Com base nesta conclusão, pode fazer-se o caminho inverso: se a não confirmação em juízo da doença invocada pelo trabalhador não justifica a improcedência da acção por ele proposta, então esta doença não pode integrar a causa de pedir dessa acção. Concluindo pela positiva: a causa de pedir da acção de indemnização proposta pelo trabalhador é constituída (entre outros elementos) pelos danos sofridos por este durante a sua actividade laboral, não pela doença x ou y que esse trabalhador invoque na acção.

Em suma: na linguagem do CPC, a doença x ou y deve ser entendida como um facto complementar da causa de pedir invocada pelo trabalhador (cf. art. 5.º, n.º 2, al. b), CPC), sujeita, por isso, ao regime dos factos complementares. 

2. Adquirida esta conclusão, pode voltar-se ao caso decidido pelo STJ. O que sucedeu foi o seguinte: a seguradora alegou que a autora omitiu, no momento de celebração do contrato de seguro, que sofria de espondilite anquilosante; a alegação não é verdadeira, porque esta doea só foi detectada depois da celebração do contrato de seguro; verdade é, porém, que, como se apurou no processo, a autora omitiu que, aquando da celebração do contrato, já padecia de lombalgia de ritmo mecânico. 

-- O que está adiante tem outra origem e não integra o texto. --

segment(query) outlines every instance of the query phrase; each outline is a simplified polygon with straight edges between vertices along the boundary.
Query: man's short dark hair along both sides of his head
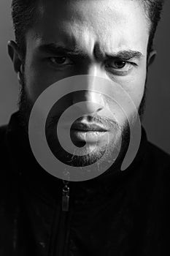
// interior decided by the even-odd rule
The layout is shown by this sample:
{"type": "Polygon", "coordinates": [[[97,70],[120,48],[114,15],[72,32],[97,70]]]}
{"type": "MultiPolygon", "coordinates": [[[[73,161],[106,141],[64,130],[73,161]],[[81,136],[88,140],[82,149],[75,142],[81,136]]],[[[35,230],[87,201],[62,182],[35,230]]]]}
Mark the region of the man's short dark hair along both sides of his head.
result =
{"type": "MultiPolygon", "coordinates": [[[[26,32],[34,26],[37,18],[37,8],[40,0],[12,0],[12,21],[15,30],[15,41],[25,55],[26,53],[26,32]]],[[[158,21],[161,19],[161,10],[164,0],[138,0],[144,6],[144,11],[150,20],[150,37],[147,46],[147,53],[152,50],[155,31],[158,21]]]]}

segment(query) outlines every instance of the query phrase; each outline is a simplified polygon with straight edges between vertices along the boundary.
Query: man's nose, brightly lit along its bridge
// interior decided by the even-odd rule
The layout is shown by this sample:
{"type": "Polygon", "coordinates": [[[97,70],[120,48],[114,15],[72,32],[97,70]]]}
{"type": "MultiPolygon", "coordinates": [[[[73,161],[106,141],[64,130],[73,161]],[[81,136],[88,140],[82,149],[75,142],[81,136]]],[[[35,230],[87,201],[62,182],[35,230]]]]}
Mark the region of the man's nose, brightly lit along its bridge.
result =
{"type": "Polygon", "coordinates": [[[82,76],[85,85],[83,90],[74,91],[72,104],[83,102],[78,108],[84,115],[97,113],[104,108],[104,96],[100,93],[101,85],[98,84],[98,79],[96,79],[98,76],[101,76],[101,72],[98,71],[97,67],[91,67],[82,76]]]}

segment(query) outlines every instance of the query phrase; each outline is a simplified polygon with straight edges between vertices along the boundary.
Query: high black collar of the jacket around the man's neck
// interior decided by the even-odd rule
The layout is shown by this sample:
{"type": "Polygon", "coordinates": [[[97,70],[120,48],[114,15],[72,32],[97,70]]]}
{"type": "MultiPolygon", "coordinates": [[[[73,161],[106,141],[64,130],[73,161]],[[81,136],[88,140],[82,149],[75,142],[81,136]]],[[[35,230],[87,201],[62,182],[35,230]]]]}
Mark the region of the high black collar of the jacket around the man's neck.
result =
{"type": "MultiPolygon", "coordinates": [[[[19,113],[14,113],[9,121],[6,132],[6,146],[12,159],[12,169],[16,175],[20,176],[22,182],[29,188],[42,195],[47,201],[54,202],[61,196],[63,181],[47,173],[36,162],[29,146],[28,137],[20,126],[19,113]]],[[[121,186],[122,182],[128,179],[136,172],[144,161],[147,147],[147,135],[142,127],[142,140],[139,151],[136,154],[134,162],[125,170],[121,171],[117,165],[117,170],[110,170],[90,181],[81,181],[69,183],[70,195],[78,191],[78,197],[90,197],[92,195],[106,194],[114,186],[121,186]]]]}

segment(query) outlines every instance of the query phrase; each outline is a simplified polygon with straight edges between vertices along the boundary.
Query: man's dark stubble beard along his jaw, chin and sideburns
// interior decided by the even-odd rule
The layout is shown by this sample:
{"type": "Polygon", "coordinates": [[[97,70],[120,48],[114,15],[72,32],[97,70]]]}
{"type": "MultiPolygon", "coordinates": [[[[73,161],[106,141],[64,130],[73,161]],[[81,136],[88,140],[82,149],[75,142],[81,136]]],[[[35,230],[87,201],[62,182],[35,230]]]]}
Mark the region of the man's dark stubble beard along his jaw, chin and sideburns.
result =
{"type": "MultiPolygon", "coordinates": [[[[139,106],[139,118],[142,121],[145,107],[145,98],[146,98],[146,86],[144,89],[144,95],[142,97],[142,102],[139,106]]],[[[28,95],[26,93],[26,80],[23,79],[23,86],[20,89],[20,96],[18,101],[19,108],[19,117],[20,117],[20,125],[23,128],[23,132],[28,137],[28,124],[29,117],[31,115],[31,110],[34,104],[28,99],[28,95]]],[[[125,151],[128,149],[128,144],[130,141],[130,128],[128,121],[125,121],[125,124],[120,126],[115,123],[115,138],[111,140],[108,144],[96,148],[96,151],[91,152],[90,154],[85,154],[83,156],[77,156],[76,151],[75,154],[69,154],[66,152],[61,146],[60,143],[55,143],[53,146],[53,133],[49,135],[47,138],[47,143],[50,146],[51,151],[61,162],[66,165],[76,166],[76,167],[87,167],[88,165],[92,165],[98,162],[98,165],[105,165],[109,162],[115,162],[116,164],[121,163],[123,161],[123,156],[125,155],[125,151]],[[56,146],[58,145],[58,146],[56,146]]],[[[55,138],[57,140],[57,138],[55,138]]]]}

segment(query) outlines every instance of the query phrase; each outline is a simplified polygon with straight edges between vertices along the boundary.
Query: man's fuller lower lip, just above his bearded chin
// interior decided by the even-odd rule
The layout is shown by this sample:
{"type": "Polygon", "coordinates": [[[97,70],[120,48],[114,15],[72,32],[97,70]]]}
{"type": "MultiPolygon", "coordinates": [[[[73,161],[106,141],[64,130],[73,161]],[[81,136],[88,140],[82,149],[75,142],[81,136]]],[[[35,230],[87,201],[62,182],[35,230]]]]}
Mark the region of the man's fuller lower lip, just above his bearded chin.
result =
{"type": "Polygon", "coordinates": [[[75,141],[86,141],[96,143],[97,140],[100,140],[107,132],[98,132],[98,131],[80,131],[77,129],[71,129],[71,138],[75,141]]]}

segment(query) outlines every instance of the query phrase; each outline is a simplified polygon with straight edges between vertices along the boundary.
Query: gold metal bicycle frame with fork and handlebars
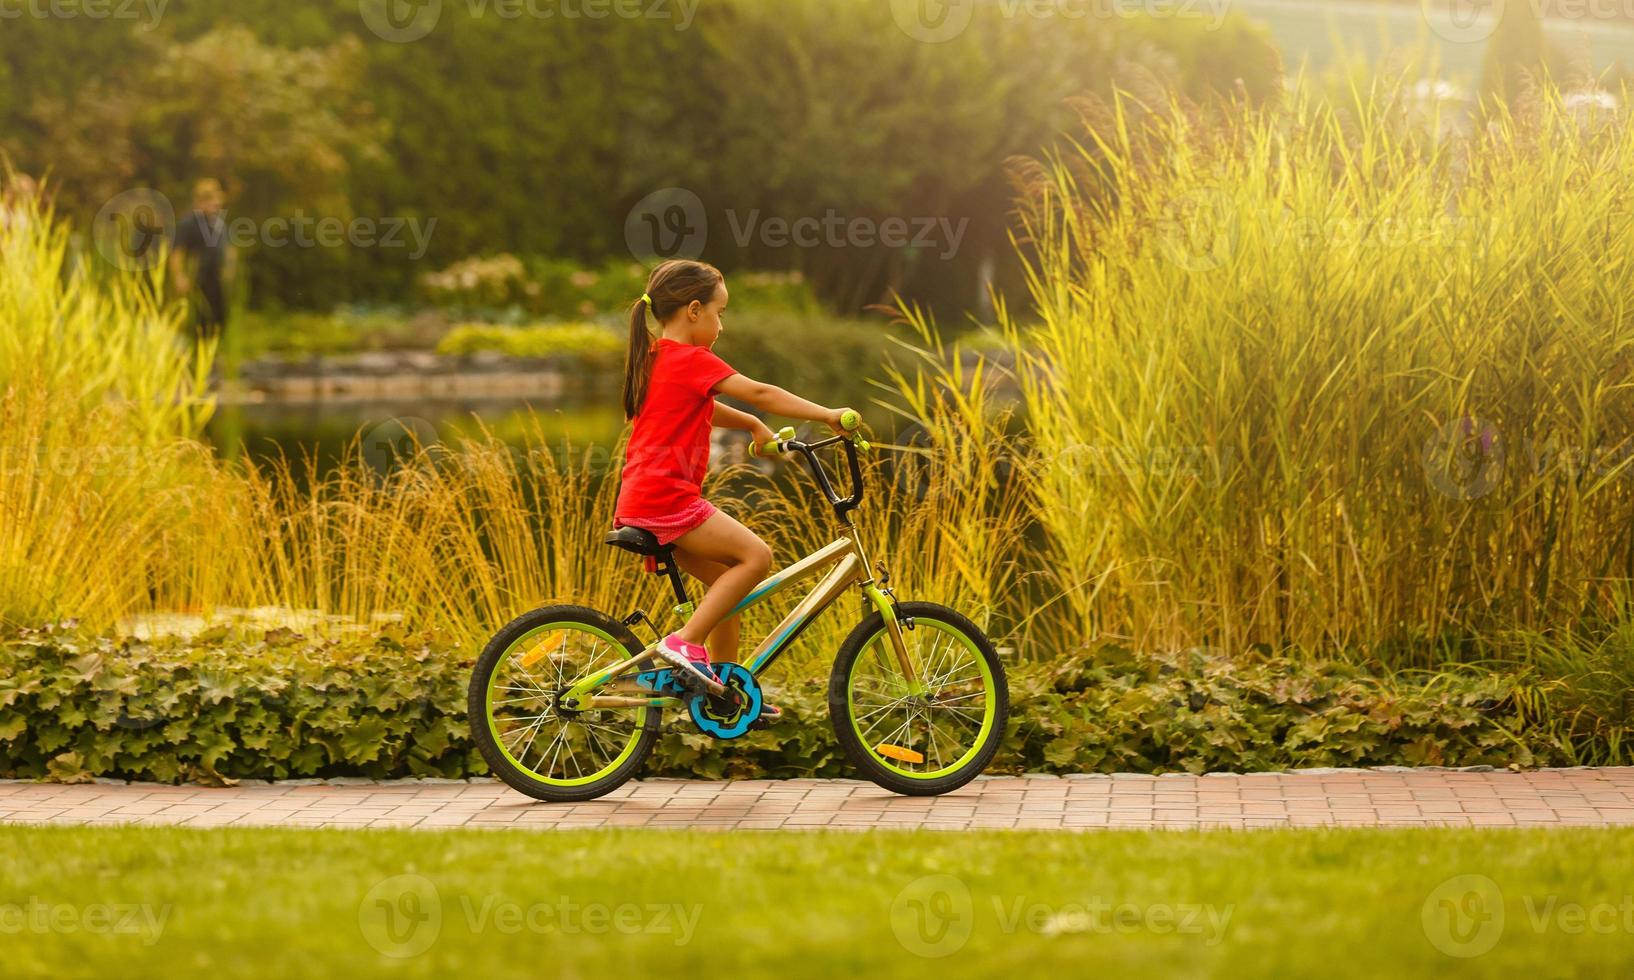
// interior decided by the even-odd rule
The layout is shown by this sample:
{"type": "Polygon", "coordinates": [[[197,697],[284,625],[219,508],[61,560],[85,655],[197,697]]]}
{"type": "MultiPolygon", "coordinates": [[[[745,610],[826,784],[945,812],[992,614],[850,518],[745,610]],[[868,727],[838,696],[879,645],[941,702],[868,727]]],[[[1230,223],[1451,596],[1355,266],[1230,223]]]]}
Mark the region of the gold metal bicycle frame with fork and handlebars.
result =
{"type": "MultiPolygon", "coordinates": [[[[832,606],[835,599],[845,595],[846,588],[858,585],[863,590],[864,598],[873,603],[881,617],[886,621],[886,634],[891,637],[891,647],[895,652],[899,666],[902,668],[902,676],[907,679],[907,693],[923,694],[923,681],[920,681],[918,673],[913,670],[913,663],[907,653],[907,644],[902,640],[902,624],[897,621],[895,604],[886,590],[874,581],[874,575],[868,564],[868,552],[863,549],[861,534],[858,532],[856,523],[850,518],[850,511],[858,506],[863,497],[863,479],[856,461],[856,444],[855,441],[845,443],[851,469],[851,495],[845,498],[833,490],[828,475],[817,462],[814,452],[815,449],[840,441],[843,441],[843,438],[837,436],[812,446],[792,441],[788,446],[806,454],[819,488],[824,492],[824,497],[828,498],[828,503],[835,510],[835,516],[840,518],[846,534],[757,585],[755,590],[750,591],[729,616],[739,616],[740,612],[752,609],[761,601],[781,593],[791,585],[827,570],[827,575],[824,575],[815,588],[812,588],[812,591],[801,599],[788,616],[783,617],[783,622],[779,622],[776,629],[773,629],[771,634],[766,635],[758,647],[755,647],[755,652],[750,653],[747,660],[748,671],[757,678],[765,673],[766,668],[770,668],[776,658],[788,650],[789,644],[806,632],[806,627],[810,626],[817,616],[832,606]]],[[[675,590],[676,612],[686,612],[691,608],[691,601],[686,598],[686,588],[681,581],[680,572],[673,565],[673,559],[668,567],[663,567],[662,570],[668,573],[670,585],[675,590]]],[[[627,675],[636,666],[652,660],[655,648],[657,644],[652,644],[629,660],[616,663],[600,675],[574,684],[562,694],[562,701],[575,706],[582,704],[583,709],[681,707],[683,701],[680,697],[596,694],[598,689],[627,675]]]]}

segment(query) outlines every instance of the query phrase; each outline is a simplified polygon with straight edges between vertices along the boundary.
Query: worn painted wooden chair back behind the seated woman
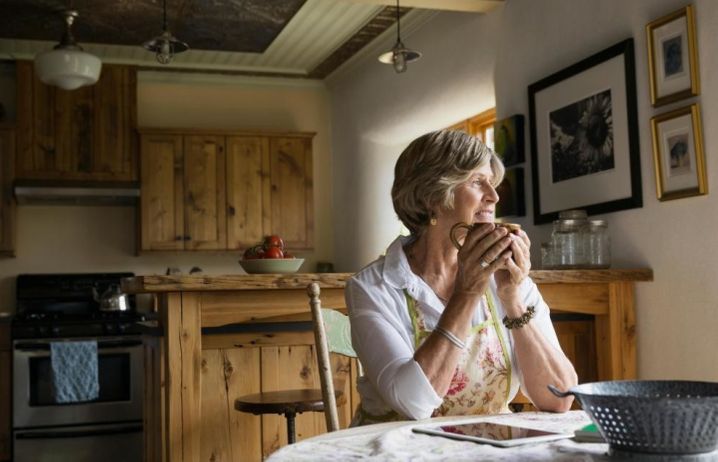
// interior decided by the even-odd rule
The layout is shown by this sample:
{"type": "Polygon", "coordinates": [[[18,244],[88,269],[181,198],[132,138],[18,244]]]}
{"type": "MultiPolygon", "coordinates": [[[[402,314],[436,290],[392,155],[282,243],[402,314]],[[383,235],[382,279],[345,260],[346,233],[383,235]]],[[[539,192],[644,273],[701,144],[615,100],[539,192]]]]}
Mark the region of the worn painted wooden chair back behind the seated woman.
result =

Estabelecendo um paralelismo (aliás, indiscutível) entre a causa de pedir do pedido formulado pelo autor e o fundamento da excepção alegada pelo réu, o que se pergunta é se o fundamento desta excepção é a omissão da comunicação pela segurada de que, no momento da celebração do contrato de seguro, padecia de uma doença ou é a omissão por essa segurada da comunicação de uma doença específica. Nos parâmetros que acima se referiram a propósito da causa de pedir, deve entender-se que o fundamento da excepção é a omissão da comunicação de qualquer doença, não a omissão da comunicação da doença x ou y.

Tendo o réu invocado a omissão da comunicação de uma certa doença pelo segurado e verificando-se que essa doença só foi detectada num momento posterior, poder-se-ia esperar que essa excepção viesse a ser julgada improcedente. Isto não sucede, no entanto, se se provar que o segurado omitiu a comunicação de uma doença diferente daquela a seguradora alegou.

É claro que há algo de aleatório nesta circunstância: se não se desse o acaso de, no momento de celebração do contrato, o segurado padecer de uma doença diferente daquela que a seguradora referiu, nunca a excepção poderia ser julgada procedente. Mas não há nessa circunstância nada de juridicamente inadmissível: o segurado tinha o dever de comunicar todas (repete-se: todas) as doenças de que padecia no momento da celebração do contrato de seguro; é suficiente, por isso, a omissão da informação de uma doença para que esse dever de comunicação tenha sido violado pelo segurado; é a violação deste dever de informação que constitui o fundamento da excepção invocada pelo seguradora; assim, para que esta excepção seja julgada procedente, basta que se prove que o segurado omitiu a comunicação de uma doença, mesmo que esta não coincida com aquela que foi referida pela seguradora. Para este efeito, a omissão da comunicação pelo seguradda doença y é um facto equipolente da omissão da comunicação da doença x, dado que esse segurado, se não tinha o dever de revelar esta doença x, tinha o dever de informar de que padecia da doença y. 

No acórdão em análise, o STJ entendeu que a errada identificação pela seguradora da doença de que a autora padecia no momento da celebração do contrato de seguro impede a procedência da excepção alegada por aquela demandada. Do que se afirmou, terá resultado que não se pode seguir esta orientação (embora, como acima se disse, se acompanhe o STJ na rejeição da excepção alegada pela seguradora).